Elhussiny Khadiga T, Hassan Ahmed M, Habssa Ahmed Abu, Mokhtar Ali
Department of Agricultural Engineering, Faculty of Agriculture, Cairo University, Giza, 12613, Egypt.
Department of Mechanical Power, Mataria Faculty of Engineering, Helwan University, Helwan, Egypt.
Sci Rep. 2023 Nov 28;13(1):20885. doi: 10.1038/s41598-023-47688-3.
The coefficients of uniformity Christiansen's uniformity coefficient (CU) and distribution uniformity (DU) are an important parameter for designing irrigation systems, and are an accurate measure for water lose. In this study, three machine learning algorithms Random forest (RF), extreme gradient boosting (XGB) and random forest-extreme gradient boosting (XGB-RF) were developed to predict the water distribution uniformity based on operating pressure, heights of sprinkler, discharge, nozzle diameter, wind speed, humidity, highest and lowest temperature for three different impact sprinklers (KA-4, FOX and 2520) for square and triangular system layout based on four scenarios (input combinations). The main findings were; the highest CU value was 86.7% in the square system of 2520 sprinkler under 200 kPa, 0.5 m height and 0.855 m/h (Nozzle 2.5 mm). Meanwhile, in the triangular system, it was 87.3% under the same pressure and discharge and 1 m height. For applied machine learning, the highest values of R were 0.796, 0.825 and 0.929 in RF, XGB and XGB-RF respectively in the first scenario for CU. Moreover, for the DU, the highest values of R were 0.701, 0.479 and 0.826 in RF, XGB and XGB-RF respectively in the first scenario. The obtained results revealed that the sprinkler height had the lowest impact on modeling of the water distribution uniformity.

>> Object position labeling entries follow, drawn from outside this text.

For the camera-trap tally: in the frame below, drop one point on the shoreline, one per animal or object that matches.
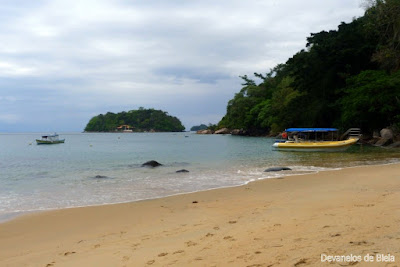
(6, 217)
(289, 220)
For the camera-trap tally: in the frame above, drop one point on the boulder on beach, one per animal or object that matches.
(386, 133)
(151, 163)
(101, 177)
(394, 145)
(204, 132)
(183, 170)
(223, 131)
(383, 142)
(277, 169)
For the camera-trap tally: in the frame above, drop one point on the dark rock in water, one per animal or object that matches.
(183, 170)
(383, 142)
(277, 169)
(151, 163)
(101, 177)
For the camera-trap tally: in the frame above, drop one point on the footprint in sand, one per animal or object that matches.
(190, 243)
(230, 238)
(162, 254)
(300, 262)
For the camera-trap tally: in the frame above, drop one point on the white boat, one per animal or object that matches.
(50, 139)
(313, 140)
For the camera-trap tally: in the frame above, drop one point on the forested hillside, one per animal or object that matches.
(140, 120)
(344, 78)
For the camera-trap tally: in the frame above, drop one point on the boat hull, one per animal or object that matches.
(323, 146)
(46, 142)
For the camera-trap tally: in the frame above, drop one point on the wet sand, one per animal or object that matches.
(275, 222)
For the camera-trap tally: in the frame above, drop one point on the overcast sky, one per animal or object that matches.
(63, 62)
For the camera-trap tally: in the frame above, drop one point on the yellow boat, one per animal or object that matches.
(299, 140)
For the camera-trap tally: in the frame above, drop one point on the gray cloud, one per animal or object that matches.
(76, 59)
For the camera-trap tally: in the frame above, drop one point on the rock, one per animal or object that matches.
(383, 142)
(375, 134)
(101, 177)
(238, 132)
(223, 131)
(373, 140)
(151, 163)
(386, 133)
(277, 169)
(204, 132)
(394, 145)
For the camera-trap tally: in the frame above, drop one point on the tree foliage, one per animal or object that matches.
(141, 120)
(344, 77)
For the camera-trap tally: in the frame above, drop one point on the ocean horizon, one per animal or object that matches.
(106, 168)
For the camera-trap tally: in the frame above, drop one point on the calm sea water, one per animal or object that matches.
(40, 177)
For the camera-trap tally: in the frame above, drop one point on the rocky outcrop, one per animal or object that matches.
(386, 133)
(239, 132)
(204, 132)
(394, 145)
(383, 142)
(151, 163)
(223, 131)
(277, 169)
(182, 171)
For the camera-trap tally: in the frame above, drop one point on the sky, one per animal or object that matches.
(63, 62)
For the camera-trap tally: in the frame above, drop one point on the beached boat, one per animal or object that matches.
(50, 139)
(313, 140)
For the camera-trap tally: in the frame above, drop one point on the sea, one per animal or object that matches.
(104, 168)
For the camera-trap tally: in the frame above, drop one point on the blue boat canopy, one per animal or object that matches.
(311, 130)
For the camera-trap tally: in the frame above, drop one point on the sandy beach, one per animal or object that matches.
(353, 213)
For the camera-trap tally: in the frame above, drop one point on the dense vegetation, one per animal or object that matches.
(140, 120)
(348, 77)
(199, 127)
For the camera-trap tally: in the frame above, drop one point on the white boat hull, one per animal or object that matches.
(323, 146)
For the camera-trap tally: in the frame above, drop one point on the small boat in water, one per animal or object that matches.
(50, 139)
(313, 140)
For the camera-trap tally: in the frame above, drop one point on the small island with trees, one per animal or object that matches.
(141, 120)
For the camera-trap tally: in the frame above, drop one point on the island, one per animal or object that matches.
(141, 120)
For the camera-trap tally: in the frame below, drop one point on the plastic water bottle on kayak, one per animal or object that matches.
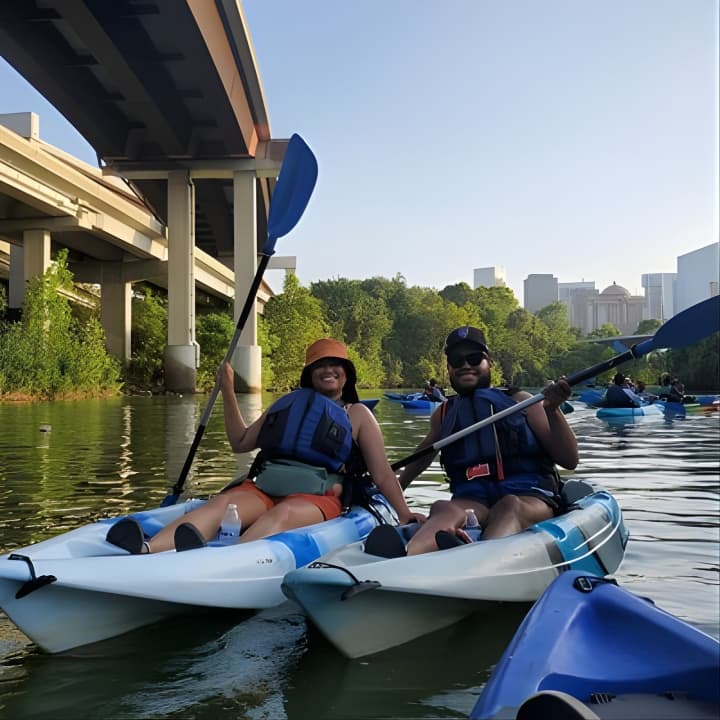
(230, 526)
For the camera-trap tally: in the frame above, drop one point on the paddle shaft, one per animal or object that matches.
(244, 315)
(685, 328)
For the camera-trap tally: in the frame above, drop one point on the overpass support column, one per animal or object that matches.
(182, 352)
(16, 279)
(116, 311)
(247, 358)
(27, 262)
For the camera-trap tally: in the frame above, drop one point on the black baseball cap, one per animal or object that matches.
(466, 334)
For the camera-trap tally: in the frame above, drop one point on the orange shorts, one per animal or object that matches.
(328, 504)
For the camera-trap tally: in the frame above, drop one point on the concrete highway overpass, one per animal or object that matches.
(169, 95)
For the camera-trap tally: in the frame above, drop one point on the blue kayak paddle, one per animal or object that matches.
(295, 184)
(685, 328)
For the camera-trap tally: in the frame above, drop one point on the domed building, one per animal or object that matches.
(615, 305)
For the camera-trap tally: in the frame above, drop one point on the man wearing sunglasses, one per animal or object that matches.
(505, 472)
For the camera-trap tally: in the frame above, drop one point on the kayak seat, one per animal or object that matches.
(385, 541)
(554, 705)
(574, 490)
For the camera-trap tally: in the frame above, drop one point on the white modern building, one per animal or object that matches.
(489, 277)
(698, 276)
(659, 296)
(540, 290)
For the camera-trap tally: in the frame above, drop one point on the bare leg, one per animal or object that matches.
(448, 515)
(514, 513)
(207, 517)
(286, 515)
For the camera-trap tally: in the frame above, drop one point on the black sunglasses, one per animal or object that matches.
(458, 360)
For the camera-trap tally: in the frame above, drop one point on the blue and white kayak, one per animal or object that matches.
(77, 588)
(679, 409)
(643, 411)
(365, 604)
(591, 647)
(594, 398)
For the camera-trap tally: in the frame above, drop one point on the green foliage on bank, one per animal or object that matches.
(394, 333)
(50, 353)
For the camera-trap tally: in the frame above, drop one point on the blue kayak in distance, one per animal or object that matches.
(420, 404)
(399, 397)
(628, 412)
(590, 649)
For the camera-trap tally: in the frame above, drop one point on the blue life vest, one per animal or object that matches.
(305, 425)
(475, 457)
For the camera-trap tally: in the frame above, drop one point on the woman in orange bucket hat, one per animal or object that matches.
(309, 439)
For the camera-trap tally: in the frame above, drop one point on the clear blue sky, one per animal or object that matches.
(569, 137)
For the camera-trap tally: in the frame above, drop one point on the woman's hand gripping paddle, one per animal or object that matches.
(294, 187)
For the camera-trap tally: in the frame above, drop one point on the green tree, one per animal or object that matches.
(647, 327)
(214, 332)
(49, 353)
(148, 336)
(295, 320)
(460, 294)
(697, 365)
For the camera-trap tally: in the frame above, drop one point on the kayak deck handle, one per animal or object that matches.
(35, 582)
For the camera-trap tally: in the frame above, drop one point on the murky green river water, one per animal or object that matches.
(64, 464)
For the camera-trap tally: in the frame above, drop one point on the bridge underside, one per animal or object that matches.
(168, 94)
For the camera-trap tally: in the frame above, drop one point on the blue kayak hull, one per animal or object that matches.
(419, 404)
(586, 637)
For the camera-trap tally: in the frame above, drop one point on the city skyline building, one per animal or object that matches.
(616, 306)
(539, 291)
(698, 276)
(575, 295)
(659, 295)
(493, 276)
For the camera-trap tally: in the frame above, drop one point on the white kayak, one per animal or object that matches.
(77, 588)
(366, 604)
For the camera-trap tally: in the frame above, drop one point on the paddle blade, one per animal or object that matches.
(294, 187)
(685, 328)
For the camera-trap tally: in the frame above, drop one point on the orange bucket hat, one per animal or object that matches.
(329, 348)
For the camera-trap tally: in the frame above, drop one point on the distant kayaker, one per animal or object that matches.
(433, 392)
(308, 439)
(505, 472)
(620, 395)
(643, 394)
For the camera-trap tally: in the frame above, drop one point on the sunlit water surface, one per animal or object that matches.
(65, 464)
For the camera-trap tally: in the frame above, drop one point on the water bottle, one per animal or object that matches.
(230, 526)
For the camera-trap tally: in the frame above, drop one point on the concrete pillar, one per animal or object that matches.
(182, 353)
(116, 311)
(16, 279)
(247, 358)
(27, 262)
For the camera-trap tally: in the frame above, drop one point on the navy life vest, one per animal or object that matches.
(475, 457)
(305, 425)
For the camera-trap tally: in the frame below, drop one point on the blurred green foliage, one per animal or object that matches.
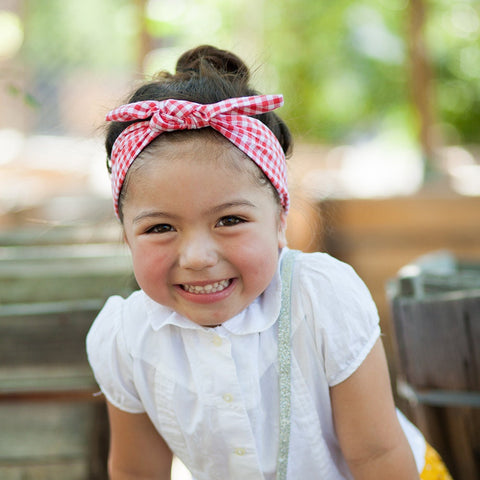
(343, 65)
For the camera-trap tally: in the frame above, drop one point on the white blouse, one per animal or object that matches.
(212, 393)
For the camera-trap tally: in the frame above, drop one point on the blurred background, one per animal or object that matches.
(382, 96)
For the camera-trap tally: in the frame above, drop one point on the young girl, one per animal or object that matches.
(245, 359)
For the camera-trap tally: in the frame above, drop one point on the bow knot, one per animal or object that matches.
(231, 117)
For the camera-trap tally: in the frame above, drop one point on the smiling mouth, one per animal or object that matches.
(209, 288)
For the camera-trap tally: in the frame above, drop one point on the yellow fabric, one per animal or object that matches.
(434, 468)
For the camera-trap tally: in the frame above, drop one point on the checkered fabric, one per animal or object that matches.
(230, 117)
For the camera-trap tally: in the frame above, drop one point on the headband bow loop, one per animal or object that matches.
(231, 117)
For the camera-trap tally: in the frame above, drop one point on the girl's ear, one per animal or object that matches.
(125, 239)
(282, 228)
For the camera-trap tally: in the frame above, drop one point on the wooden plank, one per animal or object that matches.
(435, 341)
(53, 440)
(44, 338)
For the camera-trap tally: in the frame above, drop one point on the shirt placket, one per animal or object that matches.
(226, 407)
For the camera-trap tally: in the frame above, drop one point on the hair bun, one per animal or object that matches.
(207, 57)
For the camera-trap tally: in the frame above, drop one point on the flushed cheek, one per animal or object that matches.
(151, 269)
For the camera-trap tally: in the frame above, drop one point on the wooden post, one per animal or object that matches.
(421, 80)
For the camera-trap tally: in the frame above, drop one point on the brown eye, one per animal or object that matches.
(229, 221)
(161, 228)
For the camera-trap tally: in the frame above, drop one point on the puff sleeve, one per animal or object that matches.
(109, 358)
(340, 312)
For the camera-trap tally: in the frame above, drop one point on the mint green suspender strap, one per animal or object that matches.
(284, 360)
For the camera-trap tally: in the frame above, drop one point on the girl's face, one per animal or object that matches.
(204, 234)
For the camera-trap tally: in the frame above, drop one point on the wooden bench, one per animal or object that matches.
(53, 423)
(436, 316)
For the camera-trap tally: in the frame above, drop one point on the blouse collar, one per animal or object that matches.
(260, 315)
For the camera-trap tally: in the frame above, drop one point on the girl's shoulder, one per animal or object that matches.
(119, 319)
(333, 306)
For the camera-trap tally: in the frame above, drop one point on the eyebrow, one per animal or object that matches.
(152, 214)
(216, 209)
(232, 204)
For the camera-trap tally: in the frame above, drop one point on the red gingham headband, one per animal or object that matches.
(229, 117)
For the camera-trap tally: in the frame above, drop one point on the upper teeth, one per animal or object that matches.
(210, 288)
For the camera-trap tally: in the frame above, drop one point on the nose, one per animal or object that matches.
(197, 252)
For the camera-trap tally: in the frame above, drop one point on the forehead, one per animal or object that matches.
(204, 146)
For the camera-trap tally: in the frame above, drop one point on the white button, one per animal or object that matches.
(228, 398)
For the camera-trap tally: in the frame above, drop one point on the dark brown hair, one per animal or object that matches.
(204, 75)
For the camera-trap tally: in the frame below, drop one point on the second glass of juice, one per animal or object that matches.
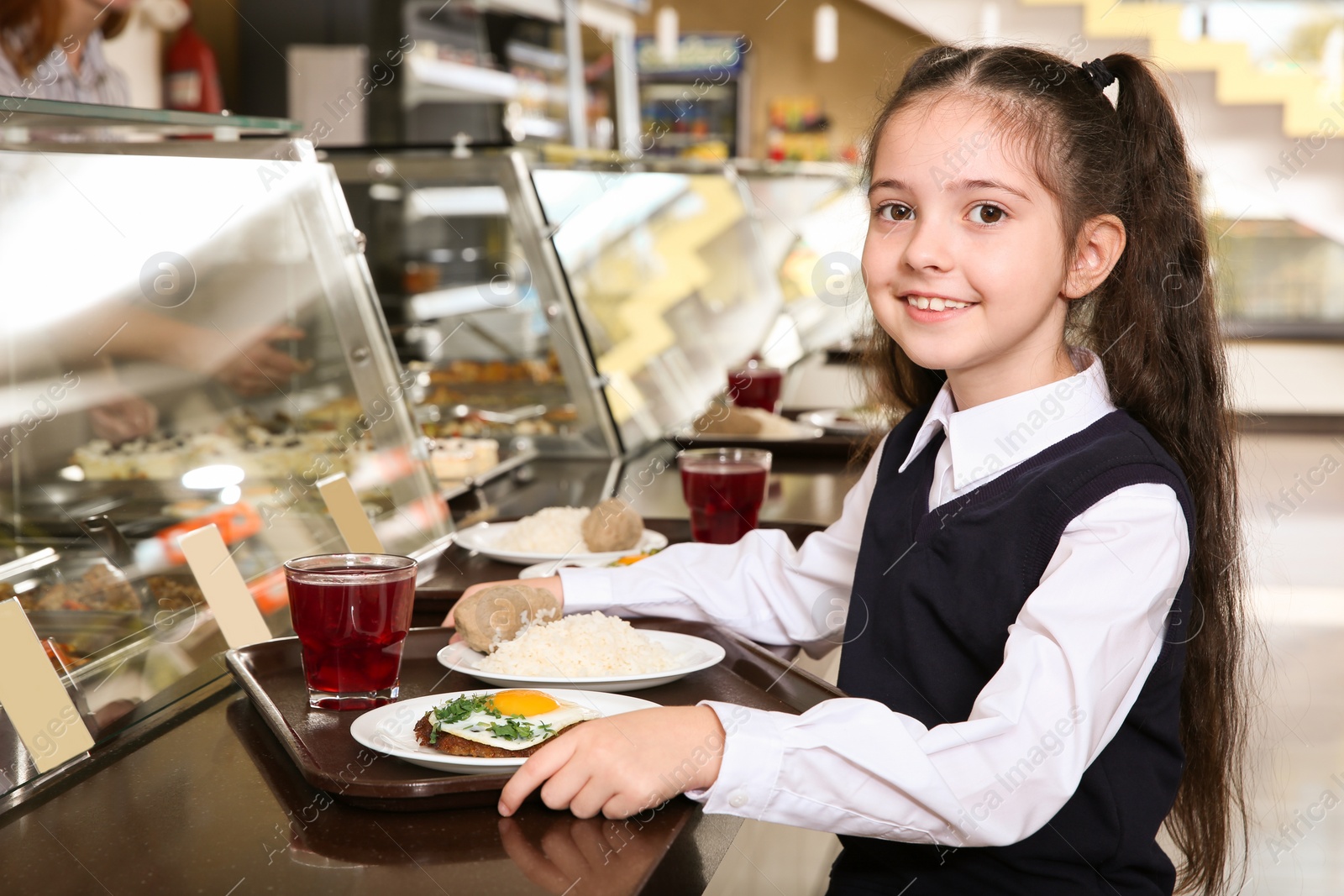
(754, 385)
(723, 488)
(351, 613)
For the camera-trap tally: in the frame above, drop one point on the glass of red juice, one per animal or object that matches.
(351, 613)
(723, 488)
(756, 385)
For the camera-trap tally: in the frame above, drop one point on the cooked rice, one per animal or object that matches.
(588, 645)
(550, 531)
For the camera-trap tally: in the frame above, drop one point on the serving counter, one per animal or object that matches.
(202, 797)
(242, 318)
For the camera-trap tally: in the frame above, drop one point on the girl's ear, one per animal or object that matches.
(1100, 244)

均匀系数(克里斯琴森均匀系数(CU))和分布均匀度(DU)是设计灌溉系统的重要参数,也是衡量水分损失的精确指标。在本研究中,开发了三种机器学习算法——随机森林(RF)、极端梯度提升(XGB)和随机森林 - 极端梯度提升(XGB - RF),用于基于运行压力、喷头高度、流量、喷嘴直径、风速、湿度、最高和最低温度,针对三种不同的撞击式喷头(KA - 4、FOX和2520),在基于四种情景(输入组合)的方形和三角形系统布局下预测水分分布均匀度。主要研究结果如下:在2520喷头的方形系统中,在200 kPa、0.5 m高度和0.855 m/h(喷嘴2.5 mm)条件下,最高CU值为86.7%。同时,在三角形系统中,在相同压力和流量以及1 m高度下,该值为87.3%。对于应用的机器学习,在第一种情景下,CU在RF、XGB和XGB - RF中的最高R值分别为0.796、0.825和0.929。此外,对于DU,在第一种情景下,RF、XGB和XGB - RF中的最高R值分别为0.701、0.479和0.826。所得结果表明,喷头高度对水分分布均匀度建模的影响最小。